Postscript. L&E should have used reverse inference, not forward inference, when examining the anatomical boundaries of dACC.
We saved this one for the postscript because this has little bearing on the major claims of our paper. In our paper, we observed that when one does a forward inference analysis of the term ‘dACC’ the strongest effect occurs outside the dACC in what is actually SMA. This suggested to us that people might be getting activations outside the dACC and calling them dACC (much as many activations clearly not in the amygdala have been called amygdala because it fits a particular narrative). TY admits having been guilty of this in TY’11 and points out that we made this mistake in our 2003 Science paper on social pain. A couple of thoughts on this.

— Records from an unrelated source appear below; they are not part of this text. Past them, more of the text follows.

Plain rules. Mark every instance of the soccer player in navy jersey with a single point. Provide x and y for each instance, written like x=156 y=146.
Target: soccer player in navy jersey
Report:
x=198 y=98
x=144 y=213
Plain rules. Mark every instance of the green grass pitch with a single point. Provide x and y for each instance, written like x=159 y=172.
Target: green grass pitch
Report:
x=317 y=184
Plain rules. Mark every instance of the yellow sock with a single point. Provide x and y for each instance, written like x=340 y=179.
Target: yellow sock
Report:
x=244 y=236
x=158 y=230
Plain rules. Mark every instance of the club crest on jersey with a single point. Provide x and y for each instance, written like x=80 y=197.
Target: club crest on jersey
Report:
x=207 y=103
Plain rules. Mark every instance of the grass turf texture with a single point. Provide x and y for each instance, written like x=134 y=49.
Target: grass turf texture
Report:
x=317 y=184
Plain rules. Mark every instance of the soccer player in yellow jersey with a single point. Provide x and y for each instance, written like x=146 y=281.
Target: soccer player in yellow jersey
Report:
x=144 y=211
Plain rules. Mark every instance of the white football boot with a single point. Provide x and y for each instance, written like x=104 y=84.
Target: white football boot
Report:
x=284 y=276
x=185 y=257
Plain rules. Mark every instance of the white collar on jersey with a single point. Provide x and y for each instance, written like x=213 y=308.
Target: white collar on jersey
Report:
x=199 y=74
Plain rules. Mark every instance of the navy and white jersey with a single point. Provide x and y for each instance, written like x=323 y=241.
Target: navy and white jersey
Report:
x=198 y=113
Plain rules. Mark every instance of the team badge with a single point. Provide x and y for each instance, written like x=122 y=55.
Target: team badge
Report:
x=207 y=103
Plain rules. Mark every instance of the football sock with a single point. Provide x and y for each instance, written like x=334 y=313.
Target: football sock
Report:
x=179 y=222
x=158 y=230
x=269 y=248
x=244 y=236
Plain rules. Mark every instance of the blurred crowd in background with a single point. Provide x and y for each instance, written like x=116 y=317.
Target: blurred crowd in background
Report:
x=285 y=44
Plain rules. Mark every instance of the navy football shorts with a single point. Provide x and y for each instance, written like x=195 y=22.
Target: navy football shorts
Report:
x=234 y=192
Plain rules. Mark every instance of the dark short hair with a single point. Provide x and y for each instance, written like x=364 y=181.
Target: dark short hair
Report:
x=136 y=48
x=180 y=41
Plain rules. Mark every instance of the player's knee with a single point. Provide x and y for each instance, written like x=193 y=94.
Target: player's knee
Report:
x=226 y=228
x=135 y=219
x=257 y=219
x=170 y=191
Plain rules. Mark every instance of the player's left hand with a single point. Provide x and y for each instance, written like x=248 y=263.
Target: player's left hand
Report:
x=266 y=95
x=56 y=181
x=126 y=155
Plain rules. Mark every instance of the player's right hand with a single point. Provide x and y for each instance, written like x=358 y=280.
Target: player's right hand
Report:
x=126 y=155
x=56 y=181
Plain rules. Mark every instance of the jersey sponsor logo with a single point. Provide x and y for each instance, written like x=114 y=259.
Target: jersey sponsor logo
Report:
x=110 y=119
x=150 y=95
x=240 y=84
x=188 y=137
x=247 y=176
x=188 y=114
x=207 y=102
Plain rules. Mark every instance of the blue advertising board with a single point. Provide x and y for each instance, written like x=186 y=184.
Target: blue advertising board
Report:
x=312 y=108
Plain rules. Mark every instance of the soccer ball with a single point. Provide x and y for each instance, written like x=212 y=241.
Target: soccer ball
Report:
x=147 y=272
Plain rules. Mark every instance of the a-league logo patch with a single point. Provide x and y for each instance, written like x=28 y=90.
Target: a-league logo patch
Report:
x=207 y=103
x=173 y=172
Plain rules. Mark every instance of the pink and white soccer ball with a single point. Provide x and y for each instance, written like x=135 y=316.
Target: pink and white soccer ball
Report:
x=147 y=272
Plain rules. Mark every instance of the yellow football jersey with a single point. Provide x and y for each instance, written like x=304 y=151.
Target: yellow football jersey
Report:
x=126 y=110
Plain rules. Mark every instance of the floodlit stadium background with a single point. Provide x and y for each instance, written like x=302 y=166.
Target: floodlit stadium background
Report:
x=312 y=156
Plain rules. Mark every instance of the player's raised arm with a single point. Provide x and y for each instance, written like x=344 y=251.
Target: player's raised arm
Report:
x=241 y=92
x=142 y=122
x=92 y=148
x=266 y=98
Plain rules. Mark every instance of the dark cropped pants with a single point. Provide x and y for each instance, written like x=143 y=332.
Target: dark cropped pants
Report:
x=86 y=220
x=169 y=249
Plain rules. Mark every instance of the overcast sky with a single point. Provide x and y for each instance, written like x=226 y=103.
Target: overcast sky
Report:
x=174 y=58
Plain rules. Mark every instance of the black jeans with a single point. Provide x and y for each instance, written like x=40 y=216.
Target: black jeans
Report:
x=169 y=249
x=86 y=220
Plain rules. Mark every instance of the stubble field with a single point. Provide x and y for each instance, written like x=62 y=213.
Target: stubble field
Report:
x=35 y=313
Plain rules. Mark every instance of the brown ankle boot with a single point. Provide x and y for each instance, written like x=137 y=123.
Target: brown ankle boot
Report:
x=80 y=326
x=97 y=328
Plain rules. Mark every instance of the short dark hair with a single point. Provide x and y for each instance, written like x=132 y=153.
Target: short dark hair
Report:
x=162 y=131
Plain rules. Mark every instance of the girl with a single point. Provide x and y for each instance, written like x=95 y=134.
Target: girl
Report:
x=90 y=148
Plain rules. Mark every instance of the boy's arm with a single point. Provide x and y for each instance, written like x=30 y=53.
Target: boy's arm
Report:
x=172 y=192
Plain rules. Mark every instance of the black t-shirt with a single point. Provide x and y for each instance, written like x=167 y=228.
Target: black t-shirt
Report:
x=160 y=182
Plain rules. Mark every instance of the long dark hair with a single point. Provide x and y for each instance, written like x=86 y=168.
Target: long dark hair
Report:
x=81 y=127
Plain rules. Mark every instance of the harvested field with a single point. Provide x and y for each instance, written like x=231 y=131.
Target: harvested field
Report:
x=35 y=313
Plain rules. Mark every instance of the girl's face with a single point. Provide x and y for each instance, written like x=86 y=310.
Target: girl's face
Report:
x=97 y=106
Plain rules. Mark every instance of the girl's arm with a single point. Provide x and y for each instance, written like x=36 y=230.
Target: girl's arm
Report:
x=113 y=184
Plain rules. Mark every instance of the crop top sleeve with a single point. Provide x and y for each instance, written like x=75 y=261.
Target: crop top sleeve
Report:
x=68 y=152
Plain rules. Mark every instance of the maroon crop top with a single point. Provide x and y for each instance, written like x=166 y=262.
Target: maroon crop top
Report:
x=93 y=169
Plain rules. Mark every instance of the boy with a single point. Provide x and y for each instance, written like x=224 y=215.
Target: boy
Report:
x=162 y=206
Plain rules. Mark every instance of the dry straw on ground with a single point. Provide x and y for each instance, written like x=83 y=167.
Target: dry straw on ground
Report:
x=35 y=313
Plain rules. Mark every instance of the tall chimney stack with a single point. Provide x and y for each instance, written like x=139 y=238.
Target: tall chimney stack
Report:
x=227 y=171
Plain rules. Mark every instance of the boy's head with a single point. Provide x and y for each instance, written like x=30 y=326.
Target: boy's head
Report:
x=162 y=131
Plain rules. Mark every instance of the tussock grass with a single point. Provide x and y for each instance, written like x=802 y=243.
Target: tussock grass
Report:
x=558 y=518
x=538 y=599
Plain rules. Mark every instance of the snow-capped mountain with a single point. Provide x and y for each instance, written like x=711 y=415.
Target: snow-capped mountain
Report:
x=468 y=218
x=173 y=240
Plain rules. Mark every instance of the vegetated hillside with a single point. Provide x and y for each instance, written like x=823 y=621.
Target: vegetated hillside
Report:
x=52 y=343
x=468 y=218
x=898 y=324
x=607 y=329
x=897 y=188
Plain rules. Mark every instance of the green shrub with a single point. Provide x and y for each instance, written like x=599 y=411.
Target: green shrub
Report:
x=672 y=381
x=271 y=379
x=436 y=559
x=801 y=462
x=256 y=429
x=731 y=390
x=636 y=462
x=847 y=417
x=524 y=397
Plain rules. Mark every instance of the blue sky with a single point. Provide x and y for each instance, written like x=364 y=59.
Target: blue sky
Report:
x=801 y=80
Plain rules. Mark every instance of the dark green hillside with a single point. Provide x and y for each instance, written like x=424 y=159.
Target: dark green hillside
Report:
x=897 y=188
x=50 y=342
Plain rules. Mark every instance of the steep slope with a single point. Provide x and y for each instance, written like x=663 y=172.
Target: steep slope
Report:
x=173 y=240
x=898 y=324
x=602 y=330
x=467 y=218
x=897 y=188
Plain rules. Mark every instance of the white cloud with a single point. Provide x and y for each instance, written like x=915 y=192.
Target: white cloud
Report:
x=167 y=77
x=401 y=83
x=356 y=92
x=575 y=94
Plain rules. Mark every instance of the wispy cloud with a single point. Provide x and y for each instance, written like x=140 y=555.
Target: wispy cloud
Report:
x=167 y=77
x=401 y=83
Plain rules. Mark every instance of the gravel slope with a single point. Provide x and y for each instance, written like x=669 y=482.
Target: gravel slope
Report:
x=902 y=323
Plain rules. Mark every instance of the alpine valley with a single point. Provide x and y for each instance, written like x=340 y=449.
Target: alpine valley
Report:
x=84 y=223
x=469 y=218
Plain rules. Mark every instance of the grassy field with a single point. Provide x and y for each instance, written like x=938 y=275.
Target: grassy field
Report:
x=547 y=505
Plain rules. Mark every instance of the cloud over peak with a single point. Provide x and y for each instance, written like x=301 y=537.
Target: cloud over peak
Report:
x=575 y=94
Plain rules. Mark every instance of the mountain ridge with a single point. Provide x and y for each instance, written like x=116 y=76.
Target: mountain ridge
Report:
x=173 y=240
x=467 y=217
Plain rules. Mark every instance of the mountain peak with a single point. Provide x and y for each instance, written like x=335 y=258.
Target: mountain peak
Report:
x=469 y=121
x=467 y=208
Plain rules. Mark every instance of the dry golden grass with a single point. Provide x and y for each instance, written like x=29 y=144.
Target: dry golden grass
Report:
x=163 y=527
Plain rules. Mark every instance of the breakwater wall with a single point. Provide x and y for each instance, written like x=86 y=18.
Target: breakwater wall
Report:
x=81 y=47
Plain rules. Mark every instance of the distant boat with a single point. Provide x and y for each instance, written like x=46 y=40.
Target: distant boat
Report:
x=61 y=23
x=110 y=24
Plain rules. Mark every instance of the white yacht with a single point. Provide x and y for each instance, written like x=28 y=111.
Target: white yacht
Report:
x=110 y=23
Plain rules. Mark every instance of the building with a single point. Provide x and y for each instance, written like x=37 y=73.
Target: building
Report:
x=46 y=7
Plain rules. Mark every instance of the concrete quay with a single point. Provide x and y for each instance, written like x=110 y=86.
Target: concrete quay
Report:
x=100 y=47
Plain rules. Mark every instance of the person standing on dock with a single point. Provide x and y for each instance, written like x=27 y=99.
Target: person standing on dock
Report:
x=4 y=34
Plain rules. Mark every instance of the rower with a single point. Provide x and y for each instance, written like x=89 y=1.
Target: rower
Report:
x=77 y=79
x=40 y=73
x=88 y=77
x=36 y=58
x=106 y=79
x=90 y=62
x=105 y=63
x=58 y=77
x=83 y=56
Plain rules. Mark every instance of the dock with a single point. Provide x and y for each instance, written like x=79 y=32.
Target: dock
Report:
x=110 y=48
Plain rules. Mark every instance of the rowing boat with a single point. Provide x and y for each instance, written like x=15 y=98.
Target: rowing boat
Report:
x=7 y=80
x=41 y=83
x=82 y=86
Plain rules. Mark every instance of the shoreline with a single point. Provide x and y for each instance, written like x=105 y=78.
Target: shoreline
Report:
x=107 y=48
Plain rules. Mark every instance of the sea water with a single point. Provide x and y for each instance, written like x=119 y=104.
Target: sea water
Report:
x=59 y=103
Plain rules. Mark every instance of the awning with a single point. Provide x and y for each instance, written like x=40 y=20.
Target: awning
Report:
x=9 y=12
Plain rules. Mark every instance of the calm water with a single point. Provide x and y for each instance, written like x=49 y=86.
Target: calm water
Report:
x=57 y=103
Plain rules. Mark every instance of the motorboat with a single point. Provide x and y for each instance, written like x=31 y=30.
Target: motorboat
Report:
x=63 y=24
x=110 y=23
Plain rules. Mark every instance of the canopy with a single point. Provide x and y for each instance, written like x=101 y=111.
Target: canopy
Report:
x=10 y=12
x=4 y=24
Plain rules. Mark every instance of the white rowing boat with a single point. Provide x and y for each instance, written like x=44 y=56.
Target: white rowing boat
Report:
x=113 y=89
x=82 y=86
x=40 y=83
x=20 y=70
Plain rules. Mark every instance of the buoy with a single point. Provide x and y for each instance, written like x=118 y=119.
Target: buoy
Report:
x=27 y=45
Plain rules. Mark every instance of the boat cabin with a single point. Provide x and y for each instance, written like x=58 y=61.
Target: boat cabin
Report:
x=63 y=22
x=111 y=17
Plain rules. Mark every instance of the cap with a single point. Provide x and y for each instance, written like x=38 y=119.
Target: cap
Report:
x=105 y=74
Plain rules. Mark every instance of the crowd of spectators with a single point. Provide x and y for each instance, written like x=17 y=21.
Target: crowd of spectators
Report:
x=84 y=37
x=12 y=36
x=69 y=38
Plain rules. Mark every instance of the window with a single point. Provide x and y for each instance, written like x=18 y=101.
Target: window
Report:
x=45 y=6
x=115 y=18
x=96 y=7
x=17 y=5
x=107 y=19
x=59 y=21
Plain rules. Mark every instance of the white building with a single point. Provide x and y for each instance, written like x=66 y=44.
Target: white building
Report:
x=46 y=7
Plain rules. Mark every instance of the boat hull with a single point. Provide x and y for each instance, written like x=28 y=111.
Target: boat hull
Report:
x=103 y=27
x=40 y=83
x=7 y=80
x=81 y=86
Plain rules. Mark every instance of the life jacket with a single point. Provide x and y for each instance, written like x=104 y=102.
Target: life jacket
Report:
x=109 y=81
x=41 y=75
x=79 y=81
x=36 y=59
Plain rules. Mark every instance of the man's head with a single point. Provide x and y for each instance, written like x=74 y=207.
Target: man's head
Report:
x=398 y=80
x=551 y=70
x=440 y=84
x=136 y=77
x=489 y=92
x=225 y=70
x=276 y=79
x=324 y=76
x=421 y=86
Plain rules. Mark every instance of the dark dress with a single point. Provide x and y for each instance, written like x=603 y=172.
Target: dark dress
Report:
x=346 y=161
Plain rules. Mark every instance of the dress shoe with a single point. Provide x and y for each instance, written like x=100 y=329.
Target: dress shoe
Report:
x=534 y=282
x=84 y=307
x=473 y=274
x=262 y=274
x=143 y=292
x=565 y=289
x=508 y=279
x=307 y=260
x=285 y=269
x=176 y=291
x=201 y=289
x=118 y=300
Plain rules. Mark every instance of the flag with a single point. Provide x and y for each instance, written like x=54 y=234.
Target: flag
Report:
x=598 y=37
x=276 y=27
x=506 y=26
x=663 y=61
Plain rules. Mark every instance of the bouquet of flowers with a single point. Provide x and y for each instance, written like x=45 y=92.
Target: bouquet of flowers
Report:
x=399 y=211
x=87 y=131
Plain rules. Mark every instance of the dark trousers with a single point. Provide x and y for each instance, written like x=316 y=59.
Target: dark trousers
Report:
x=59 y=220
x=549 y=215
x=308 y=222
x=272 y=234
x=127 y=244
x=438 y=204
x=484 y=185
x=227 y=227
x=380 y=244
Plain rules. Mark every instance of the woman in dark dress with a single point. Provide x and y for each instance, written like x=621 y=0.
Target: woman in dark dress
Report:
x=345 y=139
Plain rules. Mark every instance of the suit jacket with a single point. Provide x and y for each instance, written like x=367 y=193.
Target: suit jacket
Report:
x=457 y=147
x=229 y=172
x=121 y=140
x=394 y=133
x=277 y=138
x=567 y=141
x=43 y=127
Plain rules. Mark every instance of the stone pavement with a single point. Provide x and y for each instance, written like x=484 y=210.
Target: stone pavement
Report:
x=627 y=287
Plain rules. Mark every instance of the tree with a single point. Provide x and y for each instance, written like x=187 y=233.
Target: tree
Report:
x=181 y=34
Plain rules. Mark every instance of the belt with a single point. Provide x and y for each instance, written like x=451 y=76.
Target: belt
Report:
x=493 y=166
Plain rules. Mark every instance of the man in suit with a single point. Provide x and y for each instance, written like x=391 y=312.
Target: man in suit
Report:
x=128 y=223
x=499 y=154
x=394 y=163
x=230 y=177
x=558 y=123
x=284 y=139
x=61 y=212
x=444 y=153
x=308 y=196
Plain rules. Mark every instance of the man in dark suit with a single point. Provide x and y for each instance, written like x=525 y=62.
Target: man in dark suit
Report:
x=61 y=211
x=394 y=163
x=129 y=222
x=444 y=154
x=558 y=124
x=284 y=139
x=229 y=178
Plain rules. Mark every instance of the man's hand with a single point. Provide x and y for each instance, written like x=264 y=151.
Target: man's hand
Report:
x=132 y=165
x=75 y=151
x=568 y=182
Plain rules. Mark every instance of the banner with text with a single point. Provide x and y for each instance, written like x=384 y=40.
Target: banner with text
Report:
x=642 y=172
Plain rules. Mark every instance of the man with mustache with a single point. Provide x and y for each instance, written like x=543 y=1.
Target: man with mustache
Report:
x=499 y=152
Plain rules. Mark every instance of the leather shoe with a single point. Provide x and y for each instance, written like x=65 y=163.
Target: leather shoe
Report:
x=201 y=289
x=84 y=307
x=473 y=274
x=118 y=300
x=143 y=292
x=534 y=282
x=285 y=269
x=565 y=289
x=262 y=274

a) In 2003, we did indeed call an activation outside of dACC (-6 8 45) by the term “dACC”. TY notes that if this is entered into a Neurosynth analysis the first anatomical term that appears is SMA. Fair enough. It was our first fMRI paper ever and we identified that activation incorrectly. What TY doesn’t mention is that there are two other activations from the same paper (-8 20 40; -6 21 41) where the top named anatomical term in Neurosynth is anterior cingulate. And if you read this in TY’s blog and thought “I guess social pain effects aren’t even in the dACC”, we would point you to the recent meta-analysis of social pain by Rotge et al. (2015) where they observed the strongest effect for social pain in the dACC (8 24 24; Z=22.2 PFDR<.001). So while we made a mistake, no real harm was done.
In contrast, TY’11’s mistake is probably of greater significance. Many have taken Figure 3 of TY’11 as strong evidence that the dACC activity can’t be reliably associated with working memory, emotion, or pain. If TY had tested instead (2 8 40), a point directly below his that is actually in dACC (rather than 2 8 50 which TY now acknowledges is in SMA), he would have found that pain produces robust reverse inference effects, while neither working memory or emotion do. This would have led to a very different conclusion than the one most have taken from TY’11 about the dACC.
b) TY suggested that we should have looked for “dACC” in the reverse inference map rather than the forward inference map writing “All the forward inference map tells you is where studies that use the term “dACC” tend to report activation most often”. Yet this is exactly what we were interested in. If someone is talking about dACC in their paper, is that the region most likely to appear in their tables? The answer appears to be no.
c) But again, this is not one of the central claims of the paper. We just thought it was noteworthy so we noted it. Nothing else in the paper depends on these results.